Valentino, primavera-verão 2025 (Foto: Divulgação)
É preciso ser snob para entender a estreia de Alessandro Michele na Valentino? Não, mas ajuda. Desde sua nomeação, em março, as opiniões foram várias e sua primeira coleção (lançada de surpresa, em junho), girou muitas cabeças. Eu mesmo, naquela época, jogado em uma cama em Mônaco, achei que tinha meio cara de sobremesa. Enfim, mordi minha língua – como bem esperava.
Michele, agora, está mais em casa do que jamais esteve na Gucci. Lá, sim, suas excentricidades eram um delírio. Aqui, chez Valentino, têm sentido. A essência da casa florentina, afinal, sempre foi demasiada urbana para o romano colecionador de antiguidades (e Sabato de Sarno tem ido muito bem na direção contrária). Sim, eu sei que é difícil aceitar, mas a Valentino de Alessandro Michele é a mesma Valentino de sempre! Ou quase.
Pierpaolo Piccioli, seu antecessor que, segundo fofocas, está a caminho de voltar para Fendi, tinha um olhar elegante para a moda – plumas, transparências, blocos de cores, basiquinhos nada básicos… era esse o seu parquinho, com frescor real sobre os códigos mais superficiais (sem qualquer desdém) da casa. Michele, entretanto, mergulhou fundo nos arquivos e, de corpo e alma, se nutriu do exagero italiano que fez parte da essência Valentino em suas primeiras décadas.
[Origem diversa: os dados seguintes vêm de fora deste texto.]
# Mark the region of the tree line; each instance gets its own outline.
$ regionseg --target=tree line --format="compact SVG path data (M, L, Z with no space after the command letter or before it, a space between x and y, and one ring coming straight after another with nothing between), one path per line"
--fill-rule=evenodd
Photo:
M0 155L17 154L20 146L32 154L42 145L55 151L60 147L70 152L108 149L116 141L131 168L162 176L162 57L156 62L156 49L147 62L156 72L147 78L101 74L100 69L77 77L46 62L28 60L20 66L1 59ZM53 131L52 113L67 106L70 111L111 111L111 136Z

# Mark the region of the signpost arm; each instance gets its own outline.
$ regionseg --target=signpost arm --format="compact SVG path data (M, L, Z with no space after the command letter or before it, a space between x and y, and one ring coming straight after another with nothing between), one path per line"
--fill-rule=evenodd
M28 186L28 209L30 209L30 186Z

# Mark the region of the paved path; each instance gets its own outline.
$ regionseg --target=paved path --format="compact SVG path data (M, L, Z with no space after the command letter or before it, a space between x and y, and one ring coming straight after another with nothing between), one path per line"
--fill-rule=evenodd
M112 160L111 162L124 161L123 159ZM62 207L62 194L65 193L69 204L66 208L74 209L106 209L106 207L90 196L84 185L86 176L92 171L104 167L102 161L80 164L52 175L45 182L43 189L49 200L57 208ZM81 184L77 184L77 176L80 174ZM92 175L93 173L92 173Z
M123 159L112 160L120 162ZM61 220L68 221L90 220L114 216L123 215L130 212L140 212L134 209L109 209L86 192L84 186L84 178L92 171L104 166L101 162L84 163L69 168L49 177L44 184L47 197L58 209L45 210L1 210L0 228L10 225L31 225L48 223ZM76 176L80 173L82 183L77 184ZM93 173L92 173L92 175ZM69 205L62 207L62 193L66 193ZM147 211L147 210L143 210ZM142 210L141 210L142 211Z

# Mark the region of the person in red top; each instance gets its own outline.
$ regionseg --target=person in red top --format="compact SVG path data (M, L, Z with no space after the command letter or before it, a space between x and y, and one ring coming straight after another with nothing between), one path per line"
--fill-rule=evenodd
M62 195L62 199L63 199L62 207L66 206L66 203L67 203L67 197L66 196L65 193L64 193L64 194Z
Casaquetos e jaquetas bordadas, por exemplo, chegam idênticas a modelos dos 80’s e 90’s, sem muita cara de novidade (o styling atrapalha), mas com leveza. É sério! Dias depois do show, segurei todas as roupas com a mão e, apesar de todo o brilho, parecem plumas. Falando nelas, aliás, a coleção tem várias – e os chapéus à la Belle Époque são iguais aos da temporada de 1971.
Também há chapelões e rendas mil (trazidas de 1994), com uma boa dose de estampas “caxemira” (paisley, para quem gosta do inglês) que resgatam o orientalismo de outros tempos. Golas com babados são um charme à parte – fazem mesmo pensar na festa circense que Valentino Garavani organizou no Studio 54, em 1978 – e os poás são dignos de um guarda-roupa da geração X.
Enfim, dá apenas para imaginar o que Alessandro Michele ficou fazendo (se é que fez alguma coisa) durante seu exílio da moda pré-Valentino, mas teve tempo para suficiente para contemplar o existencialismo de Frankl e as estéticas de Théophile Gautier, Martin Heiddeger e Michel de Montaigne. Eis seu maior esnobismo: Alessandro não está procurando nada novo – quer buscar a beleza escondida no tempo (e nas gavetas) da Valentino.